Sejauh ini, lanjut Ahmad, dampak pandemi Covid-19 belum terlalu signifikan di lapangan. Namun, apabila pandemi Covid-19 berkepanjangan tanpa ada kejelasan kapan selesainya, dampak yang lebih signifikan kemungkinan bisa terjadi. Namun, ia tak menjelaskan seperti apa dampak yang lebih signifikan tersebut.
Edi Permadi berpendapat senada. Menurut dia, pandemi Covid-19 telah menimbulkan kebiasaan baru di lingkungan operasional pertambangan. Beberapa contohnya adalah penyemprotan desinfektan pada semua alat operasi pertambangan sebelum atau sesudah digunakan.
Pekerja juga diwajibkan menjaga jarak selama di lapangan, termasuk pemeriksaan kesehatan rutin, serta peniadaan aktivitas ibadah bersama. Sementara hambatan teknis di lapangan adalah tersendatnya aliran logistik untuk kebutuhan operasional tambang.
”Perlu komunikasi yang padu antara pemerintah pusat dan pemerintah daerah mengenai hal ini. Sebab, seperti yang diumumkan pemerintah, sektor tambang mendapat pengecualian peliburan kerja,” kata Edi.

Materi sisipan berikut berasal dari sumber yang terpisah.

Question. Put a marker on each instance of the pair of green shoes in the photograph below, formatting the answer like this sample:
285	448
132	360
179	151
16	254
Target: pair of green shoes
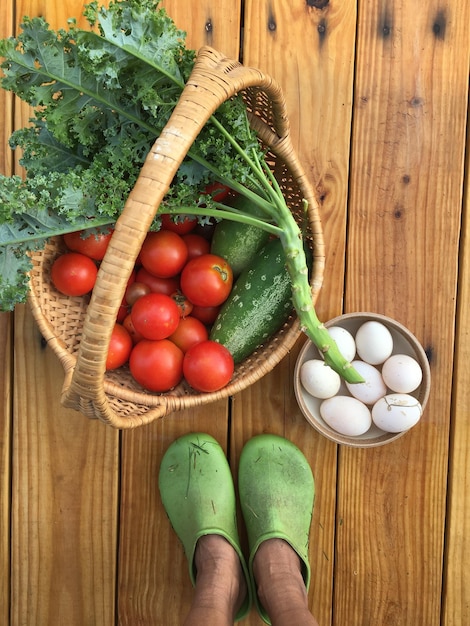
276	490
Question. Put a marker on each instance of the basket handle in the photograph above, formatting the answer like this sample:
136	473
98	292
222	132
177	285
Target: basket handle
214	79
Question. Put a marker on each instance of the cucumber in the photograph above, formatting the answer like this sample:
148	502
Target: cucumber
258	305
237	243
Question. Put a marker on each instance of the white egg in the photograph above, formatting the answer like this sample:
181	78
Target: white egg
318	379
396	412
402	373
372	389
346	415
345	342
374	342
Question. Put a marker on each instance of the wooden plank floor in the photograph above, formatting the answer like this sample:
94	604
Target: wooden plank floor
378	100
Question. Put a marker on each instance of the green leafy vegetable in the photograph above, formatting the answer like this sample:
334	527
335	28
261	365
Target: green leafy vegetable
101	97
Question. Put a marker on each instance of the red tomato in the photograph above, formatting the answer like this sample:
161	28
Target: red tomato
129	326
74	274
208	366
156	365
207	280
184	305
180	224
136	290
88	243
218	191
189	332
163	253
206	314
156	284
155	316
123	310
120	347
197	245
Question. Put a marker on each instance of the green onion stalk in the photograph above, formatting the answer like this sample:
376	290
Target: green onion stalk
100	97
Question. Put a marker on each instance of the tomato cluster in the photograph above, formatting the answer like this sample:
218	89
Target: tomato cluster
172	297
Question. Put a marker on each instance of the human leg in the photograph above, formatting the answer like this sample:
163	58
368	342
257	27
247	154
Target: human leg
277	492
280	585
197	492
220	584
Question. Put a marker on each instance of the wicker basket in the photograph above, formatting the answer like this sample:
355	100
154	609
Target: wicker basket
79	331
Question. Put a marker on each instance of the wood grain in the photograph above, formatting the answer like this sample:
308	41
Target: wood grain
5	462
208	23
405	202
378	97
456	597
6	356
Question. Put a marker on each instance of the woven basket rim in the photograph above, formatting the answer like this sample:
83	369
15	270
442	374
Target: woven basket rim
92	393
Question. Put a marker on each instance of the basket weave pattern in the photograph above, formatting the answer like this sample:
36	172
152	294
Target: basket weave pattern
79	331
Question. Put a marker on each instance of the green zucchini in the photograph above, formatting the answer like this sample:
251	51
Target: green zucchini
236	242
259	304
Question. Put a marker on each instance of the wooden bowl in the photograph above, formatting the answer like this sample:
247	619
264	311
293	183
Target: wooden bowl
404	342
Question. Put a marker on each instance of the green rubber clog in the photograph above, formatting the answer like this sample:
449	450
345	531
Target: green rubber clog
196	488
277	492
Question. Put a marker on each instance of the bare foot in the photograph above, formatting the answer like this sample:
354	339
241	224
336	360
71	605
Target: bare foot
281	588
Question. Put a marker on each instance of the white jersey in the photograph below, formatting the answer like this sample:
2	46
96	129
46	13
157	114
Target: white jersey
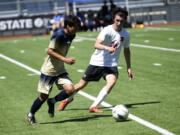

Hambatan teknis di lapangan adalah tersendatnya aliran logistik untuk kebutuhan operasional tambang.
Sebelumnya, dampak pandemi Covid-19 juga menerpa harga batubara Indonesia. Harga batubara acuan untuk April 2020 ditetapkan sebesar 65,77 dollar AS per ton atau turun dibandingkan dengan periode Maret lalu yang sebesar 67,08 dollar AS per ton. Kondisi ini kian memperlesu bisnis batubara yang masih terganjal aturan kewajiban penggunaan kapal angkutan nasional.
Kepala Biro Komunikasi, Layanan Informasi dan Kerja Sama Kementerian ESDM Agung Pribadi mengemukakan, penurunan harga ini akibat konsumsi listrik di banyak negara berkurang. Di sisi lain, pasokan batubara melimpah. Kondisi tersebut menyebabkan harga batubara sedikit terkoreksi.
”Kebijakan bekerja dari rumah yang diterapkan di sejumlah negara menyebabkan konsumsi listrik (untuk keperluan perusahaan dan industri) menurun. Akibatnya, permintaan pun berkurang. Di saat yang sama, pasokan batubara dunia sedang melimpah,” ujar Agung.